Pakistan furthermore ratiﬁed various international conventions. Examples of such international conventions are the International Covenant on Economic, Social, and Cultural Rights (ICESCR) and International Covenant on Civil and Political Rights (ICCPR). Pakistan is a signatory to these conventions, which each contain crucial clauses on gender equality. Another international convention ratiﬁed is CEDAW, Convention on the Elimination of Discrimination against Women. Article 2.1 of the CEDAW states the obligation on states to adopt legislative measures prohibiting all forms of discrimination against women (CEDAW, 1979). However, we can note that this is not always the case in practice. For example, in July 2021, Pakistan’s parliament failed to pass a domestic violence bill, thereby failing to protect over 2,297 cases of violence against women between January and December 2020 (Aurat Foundation, 2020).
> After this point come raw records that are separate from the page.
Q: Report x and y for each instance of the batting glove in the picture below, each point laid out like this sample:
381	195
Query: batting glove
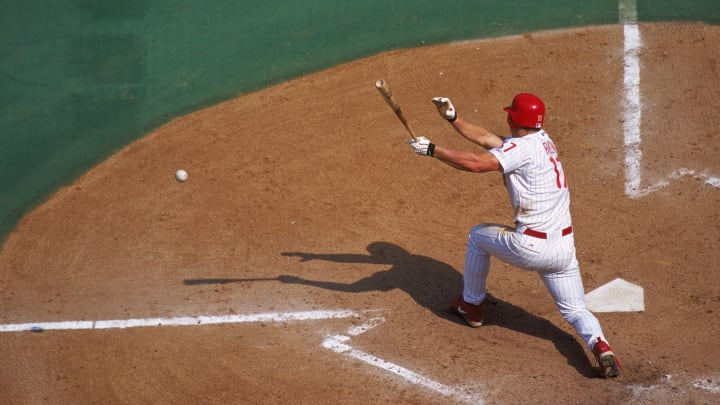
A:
423	146
445	108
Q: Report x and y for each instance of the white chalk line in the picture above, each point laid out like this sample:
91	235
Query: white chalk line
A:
179	321
338	344
633	112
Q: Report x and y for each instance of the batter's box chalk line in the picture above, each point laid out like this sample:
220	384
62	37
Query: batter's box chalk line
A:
341	344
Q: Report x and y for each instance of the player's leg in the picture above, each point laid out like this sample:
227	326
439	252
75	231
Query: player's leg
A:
566	288
485	240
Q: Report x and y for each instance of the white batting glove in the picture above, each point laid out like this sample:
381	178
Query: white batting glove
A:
423	146
445	108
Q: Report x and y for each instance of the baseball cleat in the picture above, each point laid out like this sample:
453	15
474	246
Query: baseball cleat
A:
608	365
471	313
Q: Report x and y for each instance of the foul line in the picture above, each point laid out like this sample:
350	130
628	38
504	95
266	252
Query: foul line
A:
633	111
179	321
338	344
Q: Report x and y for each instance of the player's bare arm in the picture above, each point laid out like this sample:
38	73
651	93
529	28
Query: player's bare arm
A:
473	133
476	162
467	161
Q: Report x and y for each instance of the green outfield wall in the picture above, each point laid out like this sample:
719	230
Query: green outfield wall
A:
79	79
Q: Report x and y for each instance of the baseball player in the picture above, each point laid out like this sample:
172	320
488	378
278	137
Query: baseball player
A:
542	238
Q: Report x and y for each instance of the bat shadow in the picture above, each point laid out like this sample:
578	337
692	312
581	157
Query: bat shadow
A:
431	284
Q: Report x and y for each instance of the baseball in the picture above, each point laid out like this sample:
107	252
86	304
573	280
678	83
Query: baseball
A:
181	175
The opposition raised its concerns on the various deﬁnitions and contents of the bill. This is mainly regarding the general-purpose given to domestic violence whereby “all acts of physical, emotional, psychological, sexual and economic abuse” are considered domestic violence and therefore prohibited. However, this bill’s entry into force would mean application in a broader scope, including harassment, stalking, and insulting. Most people believe that with the opposition of this bill, the government ignores the growing issue and strongly undermines women’s rights in Pakistan.
All of this points to the growing Femicide problem in Pakistan. However, we know that the failing justice system causes more victims each year, and with that, parliamentary support and action remain. Therefore lies the importance to keep reporting femicide cases and advocating for action. An example of such a movement is the Women Democratic Front (WDF), a Pakistan-based foundation that advocates against oppression, discrimination, and violence against women. Together with international and national pressure, these movements, education, and advocating must provide safety and fundamental rights for women in Pakistan.